Israeli Prime Minister Benjamin Netanyahu on Wednesday joined in accusing the recused International Criminal Court chief prosecutor Karim Khan of manufacturing “war crimes” allegations against the Jewish state to deflect from claims of sex crimes made against him.
Echoing a May report by The Wall Street Journal, Netanyahu said Khan had initially planned to visit Israel and had praised its judiciary, but canceled his trip on the same day that he announced he would be seeking arrest warrants for the prime minister and his defense minister, Yoav Gallant.
“We were absolutely dumbfounded,” Netanyahu said. “We didn’t know what happened to make Khan suddenly change his mind.
Jerusalem discovered the “real reason” for the cancellation only months later, he said. A few days before Khan’s planned visit, a female member of his staff accused him of rape and sexual assault.
The Jewish leader alleged that Khan, whose brother was convicted in 2022 for sexually assaulting a child, “hatched a plan” to “scapegoat Israel, rally the anti-Israel mob behind him” to save his career.
The REAL reason that the International Criminal Court accused Israel. The scandal they tried to hide.

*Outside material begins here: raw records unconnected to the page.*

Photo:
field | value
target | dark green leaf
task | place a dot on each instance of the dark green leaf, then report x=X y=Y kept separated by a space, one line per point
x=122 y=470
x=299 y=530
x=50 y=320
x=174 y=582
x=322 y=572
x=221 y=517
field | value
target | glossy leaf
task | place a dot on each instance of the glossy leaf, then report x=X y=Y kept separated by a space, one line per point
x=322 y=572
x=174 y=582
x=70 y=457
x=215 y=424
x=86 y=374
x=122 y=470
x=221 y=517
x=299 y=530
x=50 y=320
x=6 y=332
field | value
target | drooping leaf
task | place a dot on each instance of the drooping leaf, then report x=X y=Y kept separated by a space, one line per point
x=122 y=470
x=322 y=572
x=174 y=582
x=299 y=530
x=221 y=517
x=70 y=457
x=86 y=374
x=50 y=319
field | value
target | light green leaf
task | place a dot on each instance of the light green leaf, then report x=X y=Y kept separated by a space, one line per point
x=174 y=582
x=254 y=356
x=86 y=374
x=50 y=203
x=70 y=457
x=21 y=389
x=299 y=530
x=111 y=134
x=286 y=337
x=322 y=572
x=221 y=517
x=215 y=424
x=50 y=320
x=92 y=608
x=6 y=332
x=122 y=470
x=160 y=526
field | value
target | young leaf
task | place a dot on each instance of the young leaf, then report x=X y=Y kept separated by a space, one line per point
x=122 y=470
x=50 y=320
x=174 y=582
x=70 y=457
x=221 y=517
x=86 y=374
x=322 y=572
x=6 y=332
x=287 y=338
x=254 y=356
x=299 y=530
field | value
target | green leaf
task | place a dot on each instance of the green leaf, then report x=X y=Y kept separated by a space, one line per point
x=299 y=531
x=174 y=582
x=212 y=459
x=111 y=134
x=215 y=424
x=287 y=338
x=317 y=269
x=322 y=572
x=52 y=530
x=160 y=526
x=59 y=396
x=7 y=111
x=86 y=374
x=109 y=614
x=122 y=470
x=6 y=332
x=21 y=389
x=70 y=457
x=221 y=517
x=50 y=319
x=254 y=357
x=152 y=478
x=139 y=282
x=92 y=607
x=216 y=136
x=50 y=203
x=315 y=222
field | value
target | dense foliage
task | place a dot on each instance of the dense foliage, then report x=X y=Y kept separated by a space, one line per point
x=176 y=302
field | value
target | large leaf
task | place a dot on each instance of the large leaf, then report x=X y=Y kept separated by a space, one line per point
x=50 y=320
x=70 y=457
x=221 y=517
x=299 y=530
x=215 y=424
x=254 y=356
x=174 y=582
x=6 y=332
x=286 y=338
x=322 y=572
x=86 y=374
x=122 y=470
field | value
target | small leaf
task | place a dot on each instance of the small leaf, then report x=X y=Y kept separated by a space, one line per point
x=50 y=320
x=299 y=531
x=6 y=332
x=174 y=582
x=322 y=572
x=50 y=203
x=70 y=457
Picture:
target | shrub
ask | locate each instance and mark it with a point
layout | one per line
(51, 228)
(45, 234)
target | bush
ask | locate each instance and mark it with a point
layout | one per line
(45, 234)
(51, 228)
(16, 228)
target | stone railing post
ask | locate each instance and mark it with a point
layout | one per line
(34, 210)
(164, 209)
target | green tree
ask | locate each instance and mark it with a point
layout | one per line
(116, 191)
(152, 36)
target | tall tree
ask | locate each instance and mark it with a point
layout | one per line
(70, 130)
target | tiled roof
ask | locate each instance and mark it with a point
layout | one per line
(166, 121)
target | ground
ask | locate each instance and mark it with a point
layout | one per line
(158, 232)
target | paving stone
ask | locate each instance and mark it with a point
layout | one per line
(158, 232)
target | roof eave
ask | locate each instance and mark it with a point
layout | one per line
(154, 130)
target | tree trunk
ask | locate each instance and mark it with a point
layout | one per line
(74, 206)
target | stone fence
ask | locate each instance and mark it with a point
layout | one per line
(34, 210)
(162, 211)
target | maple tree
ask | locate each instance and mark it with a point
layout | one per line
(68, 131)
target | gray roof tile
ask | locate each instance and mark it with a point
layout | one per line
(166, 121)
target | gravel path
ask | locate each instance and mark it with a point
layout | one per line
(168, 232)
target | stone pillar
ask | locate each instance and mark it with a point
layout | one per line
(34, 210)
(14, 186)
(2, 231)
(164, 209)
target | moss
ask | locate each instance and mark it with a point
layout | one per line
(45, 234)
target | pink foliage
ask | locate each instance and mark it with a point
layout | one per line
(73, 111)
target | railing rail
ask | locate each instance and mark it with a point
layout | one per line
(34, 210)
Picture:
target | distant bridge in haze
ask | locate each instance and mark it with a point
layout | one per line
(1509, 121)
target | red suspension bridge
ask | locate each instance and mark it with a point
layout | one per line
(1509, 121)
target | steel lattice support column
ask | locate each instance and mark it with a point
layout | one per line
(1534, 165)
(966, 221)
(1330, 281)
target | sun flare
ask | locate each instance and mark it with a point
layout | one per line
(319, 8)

— Benjamin Netanyahu - בנימין נתניהו (@netanyahu) September 4, 2025
הסיבה האמיתית לכך שהאשימו את ישראל בבית הדין הפלילי הבינלאומי. pic.twitter.com/UaBsleWBdP
In May 2024, Khan announced that he would request arrest warrants for Netanyahu and Gallant for “crimes against humanity” in the Gaza Strip.
The Hague-based tribunal, which independently prosecutes the gravest war crimes and is not part of the United Nations, issued the warrants in November.

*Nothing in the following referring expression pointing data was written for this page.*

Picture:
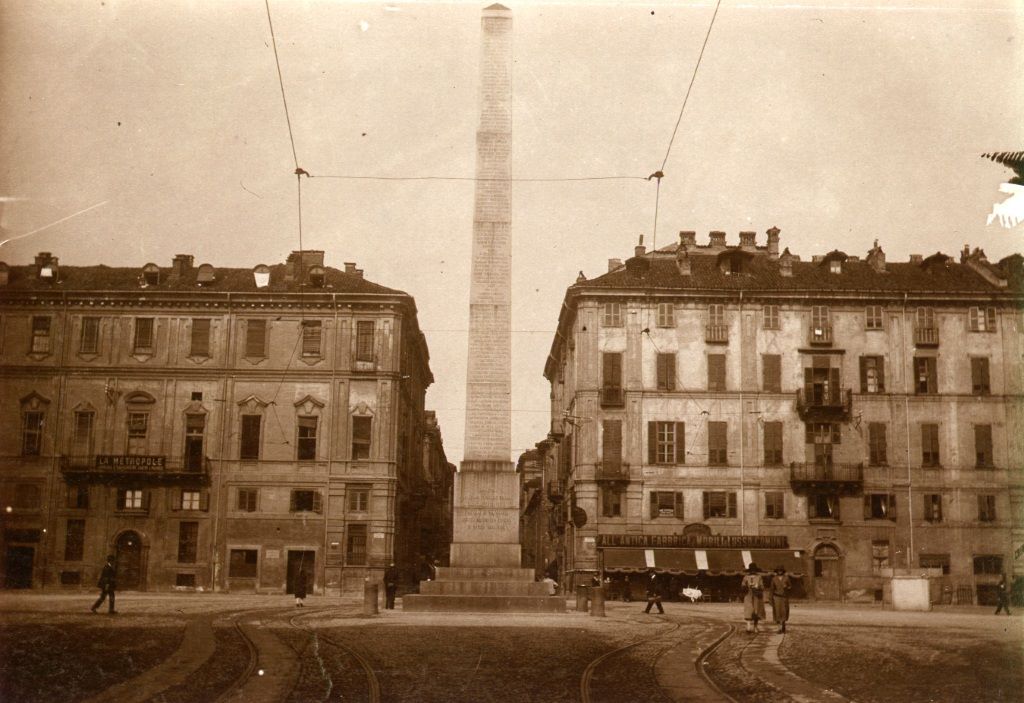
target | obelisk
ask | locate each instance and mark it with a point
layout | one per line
(486, 499)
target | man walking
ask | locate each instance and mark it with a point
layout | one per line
(108, 584)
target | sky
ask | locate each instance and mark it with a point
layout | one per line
(133, 131)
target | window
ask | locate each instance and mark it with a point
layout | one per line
(249, 438)
(718, 454)
(872, 375)
(716, 371)
(666, 371)
(187, 541)
(75, 540)
(771, 372)
(247, 499)
(665, 503)
(311, 338)
(986, 509)
(925, 381)
(983, 446)
(256, 338)
(611, 501)
(878, 449)
(935, 561)
(987, 564)
(81, 439)
(773, 443)
(358, 498)
(78, 497)
(979, 376)
(361, 431)
(872, 317)
(306, 448)
(89, 342)
(930, 445)
(142, 340)
(611, 315)
(200, 337)
(666, 315)
(666, 442)
(880, 507)
(306, 501)
(131, 499)
(355, 545)
(981, 319)
(242, 563)
(40, 336)
(880, 556)
(822, 507)
(32, 433)
(719, 503)
(365, 341)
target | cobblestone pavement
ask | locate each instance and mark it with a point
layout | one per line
(175, 648)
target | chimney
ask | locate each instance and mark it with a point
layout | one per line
(877, 258)
(785, 263)
(180, 265)
(773, 243)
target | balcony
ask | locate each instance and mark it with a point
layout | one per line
(821, 404)
(926, 337)
(820, 336)
(717, 334)
(147, 469)
(826, 478)
(612, 397)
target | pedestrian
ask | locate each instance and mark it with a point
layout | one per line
(1003, 594)
(108, 585)
(390, 585)
(754, 598)
(780, 586)
(300, 588)
(653, 594)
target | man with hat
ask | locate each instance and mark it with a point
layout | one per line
(780, 586)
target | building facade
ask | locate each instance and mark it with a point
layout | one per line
(852, 419)
(215, 429)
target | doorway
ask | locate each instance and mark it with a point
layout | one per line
(300, 561)
(17, 572)
(827, 573)
(129, 561)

“Now Khan has since been suspended, but his preposterous arrest warrants and his patently false charges against Israel have not been removed,” Netanyahu lamented on Thursday, adding: “They should be removed and removed immediately for justice and for truth to prevail.”
The premier denounced Khan’s arrest warrants against him and Gallant, which accuse the two of using starvation as a weapon of warfare, as well as deliberately targeting civilians, as lacking any factual basis.
“Israel has let in more than two million tons of aid into Gaza. That’s one ton of aid per person and, by the way, Hamas stole much of it,” he said, noting that Jerusalem’s army has also “sent millions of texts and phone messages to Palestinian civilians urging them to get out of harm’s way.”
The anti-Israel slander is “a travesty of justice, and that’s why President Trump and Secretary Rubio have issued sanctions on Karim Khan and the other corrupt ICC officials for their malign activities,” he added.
Khan has taken leave pending the outcome of the probe into allegations that he assaulted a Malaysian co-worker while urging her not to pursue charges, as they might hinder his war-crimes case against Israeli leaders.
“Think about the Palestinian arrest warrants,” the chief prosecutor was cited as saying, according to his accuser. He has denied all allegations.
Accounts and email frozen
A second accuser has since provided testimony to the United Nations Office of Internal Oversight Services, which is probing the accusations made against the top prosecutor, The Guardian reported last week.
The second woman, identified only as “Patricia” by the British daily, said Khan abused his power and subjected her to a “constant onslaught” of unwanted advances while she worked as an intern for him in 2009.
The Associated Press reported three months ago that the ICC proceeding against the Jewish state’s leaders had ground to a halt in the wake of U.S. President Donald Trump’s executive order in February to sanction Khan and the court.
Khan, who is British, has reportedly been frozen out of his U.K. bank accounts and even lost all access to his work email accounts.